I dare you not to say Chicken Tinga Tacos over and over and over again. Doesn’t it make you giggle?
Shredded chicken cooked in the most crazy delicious spiced sauce on the planet and then stuffed in a taco…. Ummm yes please. The Tinga sauce is pretty much out of this world. You’ll want to slather it on top of everything – rice, quinoa, pasta, vegetables, you name it, it works on just about everything! But when it’s folded up in taco and topped with some avocado to balance the sauce, it’s absolute perfection.
- 1 tablespoon olive oil
- 1 1/2 pounds boneless, skinless chicken thighs
- 1 yellow onion, small dice
- 2 cloves garlic, roughly chopped
- 1 large tomatillo, husk removed, rinsed, and roughly chopped
- 1/2 teaspoon oregano
- 1/4 teaspoon ground cumin
- One (14.5-ounce) can fire-roasted tomatoes
- 2 tablespoons roughly chopped chipotles plus 2 tablespoons adobo sauce
- 1/2 cup low-sodium chicken stock
- 1 bay leaf
- Kosher salt
- Lime wedges
- Warm corn tortillas, diced white onion, avocado chopped cilantro, sliced scallions, crumbled cotija cheese, and lime wedges for serving
- Heat oil in a Dutch oven or large pot over medium-high heat until shimmering.
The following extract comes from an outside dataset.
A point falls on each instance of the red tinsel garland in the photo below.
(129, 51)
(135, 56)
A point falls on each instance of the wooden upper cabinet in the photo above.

Add chicken thighs and cook until well browned, about 6 minutes. Flip thighs and continue to cook until other side is lightly browned, about 3 minutes. Transfer chicken to a plate, leaving fat in pan, and set aside.
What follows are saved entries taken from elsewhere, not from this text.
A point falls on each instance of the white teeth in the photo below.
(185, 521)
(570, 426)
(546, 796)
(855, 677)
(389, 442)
- Add onions and garlic to the same Dutch oven and cook, stirring occasionally, until onions have browned around the edges, about 5 minutes. Add tomatillo and cook until browned around the edges, about 4 minutes. Add oregano and cumin and cook until fragrant, about 30 seconds. Add tomatoes, chipotle, and adobo sauce and stir to combine. Remove from heat.
- Transfer sauce to a blender and puree until smooth. Pour sauce back into pan, stir in chicken stock and bay leaf, and bring to a boil over medium heat. Nestle chicken thighs in sauce, reduce to a simmer, and cook until chicken is fully cooked and easily shredded. Transfer chicken to a plate and let sit until cool enough to handle. Remove sauce from heat and discard bay leaf.
- Pull chicken meat into strips. Stir chicken into sauce and cook over medium heat until warmed through, about 3 minutes. Remove from heat and season with salt to taste.
- Spoon chicken into warm tortillas and top with avocado, onion, cilantro, and cotija cheese. Serve with lime wedges.